Timing of Egf Treatment Differentially Affects Tgf-β2 Induced Cranial Suture Closure

Joseph T. Rawlins1, Claudia R. Fernandez, Melina E. Cozby and Lynne A. Opperman2

Department of Biomedical Sciences, Baylor College of Dentistry, Texas A&M Health Science Center, Dallas, Texas 75246

To whom requests for reprints should be addressed at 2 Department of Biomedical Sciences, Baylor College of Dentistry, Texas A & M Health Science Center, PO Box 660677, Dallas, TX 75266-0677. E-mail: lopperman{at}bcd.tamhsc.edu

Premature suture obliteration results in an inability of cranial and facial bones to grow, with craniofacial dysmorphology requiring surgical correction as a consequence. Understanding signaling pathways associated with suture morphogenesis might enable non-invasive treatment of patients with fused sutures. Tgf-β 2 induces premature suture fusion associated with increased cell proliferation both in vitro and in vivo.
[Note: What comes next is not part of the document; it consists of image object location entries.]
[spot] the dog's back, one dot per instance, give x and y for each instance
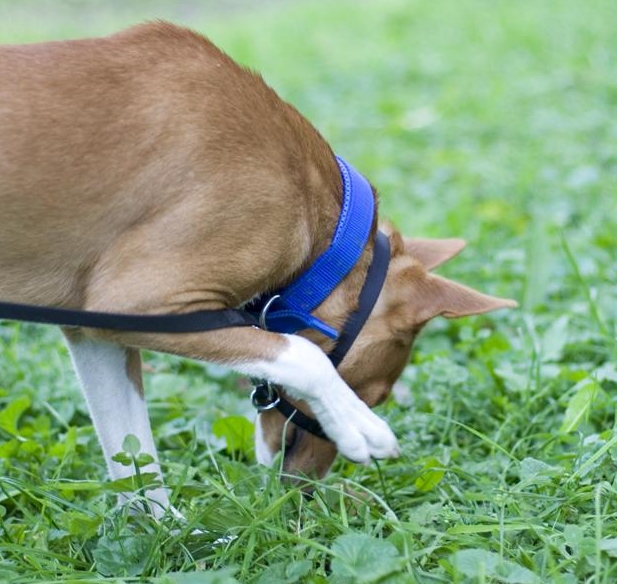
(153, 128)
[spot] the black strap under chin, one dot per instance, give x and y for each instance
(373, 283)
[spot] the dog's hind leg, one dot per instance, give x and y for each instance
(110, 377)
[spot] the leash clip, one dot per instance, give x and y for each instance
(265, 396)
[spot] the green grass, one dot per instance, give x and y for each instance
(492, 121)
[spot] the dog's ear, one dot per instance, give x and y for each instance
(442, 297)
(432, 252)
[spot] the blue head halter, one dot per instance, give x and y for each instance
(309, 290)
(289, 310)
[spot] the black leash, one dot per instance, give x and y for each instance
(265, 395)
(190, 322)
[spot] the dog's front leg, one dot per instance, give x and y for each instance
(307, 374)
(297, 364)
(110, 377)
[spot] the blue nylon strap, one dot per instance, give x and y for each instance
(292, 311)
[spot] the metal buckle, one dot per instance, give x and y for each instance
(265, 396)
(264, 312)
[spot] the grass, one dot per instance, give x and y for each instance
(492, 121)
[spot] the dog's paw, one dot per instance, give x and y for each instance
(359, 434)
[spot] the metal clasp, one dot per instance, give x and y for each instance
(264, 312)
(265, 396)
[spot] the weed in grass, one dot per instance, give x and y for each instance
(493, 122)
Tgf-β 2 and Egf signal transduction pathways use some signaling proteins in common to regulate proliferation and differentiation, leading to speculation that these two pathways converge to regulate normal suture development. It was therefore hypothesized that Egf could induce suture fusion, and that Tgf-β 2-induced suture closure occurred via an Egf-dependent pathway. A well-established fetal calvarial organ culture system was used to expose developing E19.5 fetal rat coronal sutures to Egf, Tgf-β 2 and SC-120, a blocker of Egf receptor activity. Co-culture experiments examined the effect of Egf on Tgf-β 2-induced suture closure when Egf was given either prior to or after Tgf-β 2 treatment. Histomorphometric measurement of suture width was done on sagittal sections through coronal sutures harvested after 5 days in culture. Western blotting using phospho-antibodies against Egf receptors was used to confirm Egf receptor activity. Suture width increased with increasing concentrations of Egf, demonstrating that Egf-induced cell activity alone was not sufficient to cause premature suture obliteration. Egf administered prior to Tgf-β 2 treatment rescued sutures from Tgf-β 2-induced suture obliteration, demonstrating that pre-exposure of cells to this powerful mitogen prevented their response to signals induced by Tgf-β 2. However, Egf added after Tgf-β 2 treatment had no effect on Tgf-β 2-induced suture closure. Blocking Egf activity after Tgf-β 2 treatment rescued sutures from Tgf-β 2-induced obliteration, indicating that Tgf-β 2 required Egf activity to induce suture obliteration. Appropriate timing of signal generation by Egf and Tgf-β 2 is critical for normal suture development and maintenance of suture patency.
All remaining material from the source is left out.